How Are Employers Affected By The Payroll Tax Holiday?
Employers are responsible for withholding Social Security taxes from your paycheck. Therefore nothing is required on the part of the employee to facilitate this change. However, employers have until January 31, 2011 to make the change in their payroll systems, due to the late passing of the Tax Relief Act (which also lead to the tax deadline being extended).
The payroll tax holiday only pertains to Social Security taxes, and not to Medicare:
The Hospital Insurance (HI) or Medicare tax remains at 1.45% of wages, for both employee and employer. Employers should not make any adjustment to the withholding and payment of Medicare tax for any employees, including government employees who are covered by Medicare tax only (not social security).
To Whom Does The Payroll Tax Holiday Not Apply?

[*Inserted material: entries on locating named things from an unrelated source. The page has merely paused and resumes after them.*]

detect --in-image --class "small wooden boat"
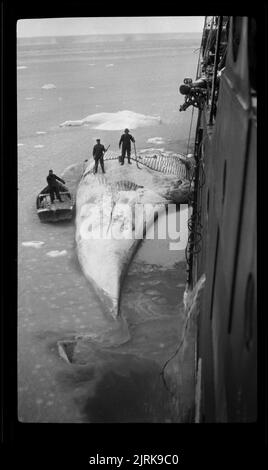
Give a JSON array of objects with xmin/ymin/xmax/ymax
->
[{"xmin": 36, "ymin": 184, "xmax": 74, "ymax": 222}]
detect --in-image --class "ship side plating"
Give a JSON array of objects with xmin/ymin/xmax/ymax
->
[{"xmin": 180, "ymin": 17, "xmax": 257, "ymax": 422}]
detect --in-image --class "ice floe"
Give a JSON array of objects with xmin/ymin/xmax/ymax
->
[
  {"xmin": 147, "ymin": 137, "xmax": 165, "ymax": 145},
  {"xmin": 22, "ymin": 241, "xmax": 45, "ymax": 248},
  {"xmin": 47, "ymin": 250, "xmax": 67, "ymax": 258},
  {"xmin": 60, "ymin": 110, "xmax": 161, "ymax": 131},
  {"xmin": 42, "ymin": 83, "xmax": 56, "ymax": 90},
  {"xmin": 139, "ymin": 147, "xmax": 164, "ymax": 153}
]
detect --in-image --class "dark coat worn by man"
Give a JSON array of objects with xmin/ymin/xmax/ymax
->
[
  {"xmin": 47, "ymin": 170, "xmax": 65, "ymax": 204},
  {"xmin": 119, "ymin": 129, "xmax": 135, "ymax": 165},
  {"xmin": 93, "ymin": 139, "xmax": 105, "ymax": 174}
]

There are some workers who will not see a benefit from the payroll tax holiday. We already mentioned that those making over $106,800 in 2011 will only see a partial benefit. However, the IRS points out another group who will not benefit:
The reduction only applies to wages paid that are subject to the social security tax. Thus, if a state or local government entity has established a retirement plan that is a replacement or substitute for social security and the entity does not also have a section 218 agreement providing for social security coverage, the reduction does not apply. Further, the reduction also does not apply for Federal employees who are covered by the Civil Service Retirement System.
What To Do With The Extra Money?
I was really hoping that you’d ask that question! You can use the extra money to increase your retirement account by taking advantage of the 401k contribution limit or at least enough to get the full 401k employer match!